Well, of course, metadata is data. Our standard definition explicitly says that metadata is data describing other data. So why would I even ask this question in the article title? The reason I ask it is because we seem to think about and manage metadata as somehow different than “normal data” such as business operations data, master data, or reference data. Consequently, we often end up managing it differently.
For example, if I were to start talking to you about the principles of data quality management (DQM), would your mind immediately focus on the quality assessment of your business operations data, the data you use to build your data products? When we ask quality questions such as, “Which data elements are most critical?” or “What is the accuracy of the data, its completeness, and its timeliness?” Our tendency is to immediately frame these questions only in terms of business operations data. But if we believe that metadata is data, why don’t ask the same questions about our metadata? Why aren’t metadata assessments simply a part of regular data quality management assessments?

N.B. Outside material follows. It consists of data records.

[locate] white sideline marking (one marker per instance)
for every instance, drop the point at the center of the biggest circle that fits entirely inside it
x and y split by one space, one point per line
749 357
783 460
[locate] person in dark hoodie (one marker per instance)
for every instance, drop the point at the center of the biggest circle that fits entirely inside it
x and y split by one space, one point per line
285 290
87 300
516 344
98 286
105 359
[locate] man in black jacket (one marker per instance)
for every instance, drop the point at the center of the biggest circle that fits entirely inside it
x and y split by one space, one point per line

One positive aspect of this conversation is the rising adoption of data governance (DG). In some sense, DG is deeply concerned with metadata management. It asks the fundamental questions of: “What data do we have?” “What is in it?” “How it is being used?” and “Is it being used properly?” Usually, the first step in implementing a DG program is acquiring and populating a data catalog and business glossary. But this is only the beginning. We are quickly moving toward the fulfillment of a prediction I heard in a presentation many years ago. The speaker predicted that in the future, there will be thousands, if not millions, of bytes of metadata associated with each byte of business operations data! We may not be there yet, but I see us clearly moving in that direction as we try to automate data operations through robust metadata. Beyond just technical descriptions of format, structure, and content of a data item, the associated metadata can include data quality measurements, data provenance, data ownership, digital rights, and many other important characteristics.

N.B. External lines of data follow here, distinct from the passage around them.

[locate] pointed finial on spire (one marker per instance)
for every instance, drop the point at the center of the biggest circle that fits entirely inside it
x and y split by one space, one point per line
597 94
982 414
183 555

In the case of DQM, while I agree that many DG metrics are like DQ metrics, such as data catalog completeness and structure, my experience has been that DG quality metrics for metadata are not nearly as comprehensive as those for business operations data under DQM standards. Why should DG metadata have a special set aside and not be incorporated into routine DQM assessment? While DG sets standards for DQM, DG data seems to be exempt from these standards. It begs the question, why do we need separate DQ assessments for business operations data and DG metadata?
Like so many aspects of data management, this dichotomy between business operations data and metadata is a legacy of storage management. In the days when storage was a scarce and expensive resource, operational data had priority over metadata. As a result, metadata was often not documented, and if it was, it was usually quite terse and off-line in paper documents. Metadata was rarely in digital format, much less formulated as intelligent metadata that could guide and automate data operations. Believe me, I clearly remember when the data center at the university where I was working made the agonizing decision to pay the additional lease fees to upgrade its IBM System/3 from 24K core memory to 32K core memory. By the way, we discovered that the 32K was already in the machine, the conversion was just to enable the additional 8K by adding a jumper wire!

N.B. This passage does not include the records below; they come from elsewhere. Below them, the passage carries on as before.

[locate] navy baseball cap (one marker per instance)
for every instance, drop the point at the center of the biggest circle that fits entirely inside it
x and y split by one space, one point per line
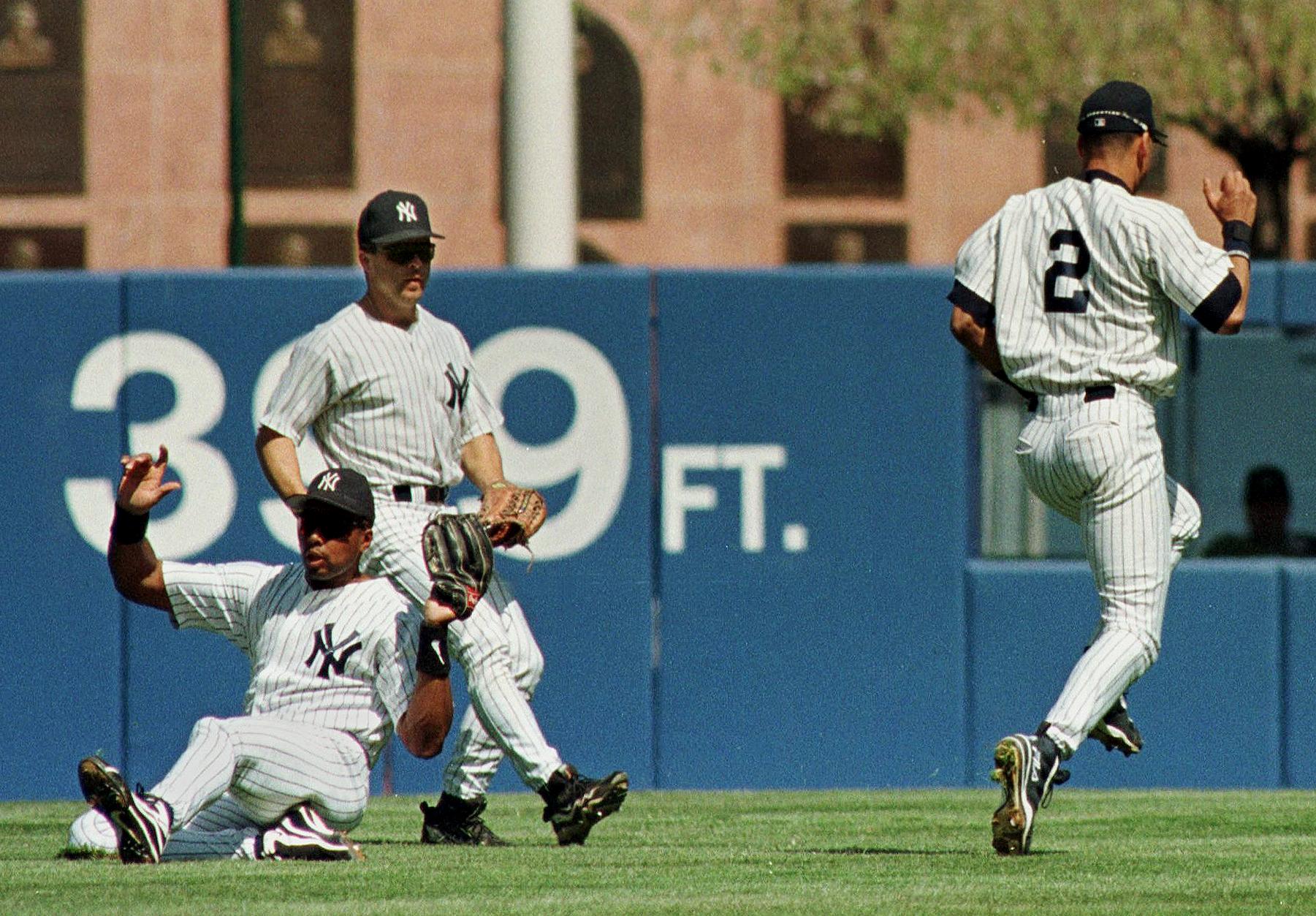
1119 107
394 216
340 488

While DG has clearly raised the visibility and importance of metadata, metadata has not yet achieved peer status with the business operations data that it describes. Most of the DG metadata standards I have had the opportunity to review mainly focus on the need to collect and store metadata, but lack specific requirements about its content, quality requirements and assessment, or its management. This contrasts with most DG data quality standards that go into great detail about mandating the development of data quality requirements framed in terms of specific data quality dimensions, defect reporting, collections, and remediation, data quality management processes, planning, documentation, training, continuous improvement, and other quality management practices.
Because of the legacy of prioritizing business operations data over metadata, I can see why DG programs see the need to call out metadata for special treatment. However, my hope is that eventually these will go away by simply increasing the scope of the data quality standard to specifically include metadata.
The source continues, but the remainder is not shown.